Otro impacto de gran trascendencia fue la ruptura de los monopolios en telecomunicaciones y seguros, producto de la agenda de implementación. El crecimiento casi exponencial de la telefonía celular, que ha contribuido a mejorar la calidad de vida y productividad de todos, es resultado de la apertura del mercado interno. Además, contrario a lo que decían los agoreros del No, gracias a los ingresos adicionales para el Estado se ha podido ampliar la cobertura de redes hacia zonas y sectores aislados o vulnerables. La apertura de los seguros, por su parte, ha impulsado una ampliación de las coberturas y ha introducido, como en telecomunicaciones, competencia por precios. En ambos casos, los jugadores dominantes –el ICE y el INS– se han visto forzados a mejorar su eficiencia y servicios.
También, contrario a los agoreros de la catástrofe, la Caja Costarricense de Seguro Social no fue privatizada; la educación pública, lejos de ser vulnerada, ha recibido crecientes recursos (aunque sigue con una gran deuda de resultados); nuestras aguas territoriales y patrimoniales no se redujeron; la isla del Coco sigue siendo de los costarricenses; no se han establecido industrias bélicas; no se han perjudicado las condiciones laborales, y los arbitrajes en que hemos participado han sido escasos y, generalmente, favorables al país.
Por todo lo anterior, el saldo del TLC ha sido sumamente positivo.
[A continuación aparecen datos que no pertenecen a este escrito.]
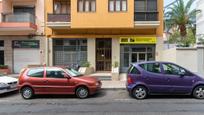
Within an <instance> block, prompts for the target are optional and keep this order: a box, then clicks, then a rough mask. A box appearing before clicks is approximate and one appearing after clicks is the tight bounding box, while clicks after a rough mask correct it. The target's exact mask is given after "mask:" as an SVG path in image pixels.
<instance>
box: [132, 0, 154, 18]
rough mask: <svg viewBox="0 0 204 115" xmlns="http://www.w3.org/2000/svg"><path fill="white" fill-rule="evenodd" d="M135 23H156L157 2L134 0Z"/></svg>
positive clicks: (147, 0)
mask: <svg viewBox="0 0 204 115" xmlns="http://www.w3.org/2000/svg"><path fill="white" fill-rule="evenodd" d="M134 4H135V6H134V7H135V8H134V9H135V15H134V18H135V21H157V20H158V11H157V0H135V3H134Z"/></svg>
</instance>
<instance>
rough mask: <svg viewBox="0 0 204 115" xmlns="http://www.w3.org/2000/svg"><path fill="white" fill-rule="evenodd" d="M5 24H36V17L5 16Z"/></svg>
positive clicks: (18, 15)
mask: <svg viewBox="0 0 204 115" xmlns="http://www.w3.org/2000/svg"><path fill="white" fill-rule="evenodd" d="M2 21H3V22H30V23H33V24H35V16H34V15H32V14H30V13H15V14H3V20H2Z"/></svg>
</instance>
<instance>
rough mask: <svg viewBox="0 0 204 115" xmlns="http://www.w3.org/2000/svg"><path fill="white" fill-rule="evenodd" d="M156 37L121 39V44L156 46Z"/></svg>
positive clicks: (123, 37) (120, 43)
mask: <svg viewBox="0 0 204 115" xmlns="http://www.w3.org/2000/svg"><path fill="white" fill-rule="evenodd" d="M156 42H157V38H156V37H121V38H120V44H156Z"/></svg>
Por supuesto que una política comercial no es, por sí misma, un plan de desarrollo nacional, sino parte de este; menos aún lo es un solo tratado. El crecimiento, la equidad, la generación de empleos y las oportunidades dependen de una multiplicidad de factores. Entre ellos están las condiciones generales de la economía mundial; nuestra capacidad de innovación, emprendimiento y productividad; la solidez de las políticas económicas nacionales; la competencia interna; la calidad y extensión de la educación, y el mejoramiento de la infraestructura. Este TLC ha coadyuvado a avanzar en muchos de estos terrenos y en la generación de empleos de calidad; es decir, ha sido un instrumento clave, aunque no perfecto, para el desarrollo.
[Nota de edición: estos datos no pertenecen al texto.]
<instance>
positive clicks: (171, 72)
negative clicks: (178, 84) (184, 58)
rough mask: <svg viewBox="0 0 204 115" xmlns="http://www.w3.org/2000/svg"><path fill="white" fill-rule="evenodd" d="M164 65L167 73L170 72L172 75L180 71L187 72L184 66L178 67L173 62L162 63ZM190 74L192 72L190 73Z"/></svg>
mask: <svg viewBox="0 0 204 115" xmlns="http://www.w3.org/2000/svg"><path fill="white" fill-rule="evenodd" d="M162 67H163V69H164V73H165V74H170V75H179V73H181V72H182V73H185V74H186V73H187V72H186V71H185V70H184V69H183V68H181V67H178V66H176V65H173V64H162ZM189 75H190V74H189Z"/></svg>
A pesar de que aún existen reductos de opositores viscerales, su número es escaso y su influencia, reducida. Más bien, pasados diez años del referendo, el instrumento y las reformas en que incidió se han normalizado en nuestra vida social, política y económica. La polarización que se suscitó a su alrededor ha cedido positivamente, y hasta uno de los dirigentes del No, Luis Guillermo Solís, hoy presidente de la República, se ha convertido, responsablemente, en impulsor de las oportunidades abiertas por su vigencia. El riesgo, ahora, está en el gobierno de Trump. Hasta el momento no ha enfilado sus baterías en contra de este tratado, pero debemos estar alertas ante cualquier eventualidad y no cejar en los esfuerzos por impulsar buenas políticas públicas que aumenten nuestra integración al mundo y mejoren nuestras condiciones de vida.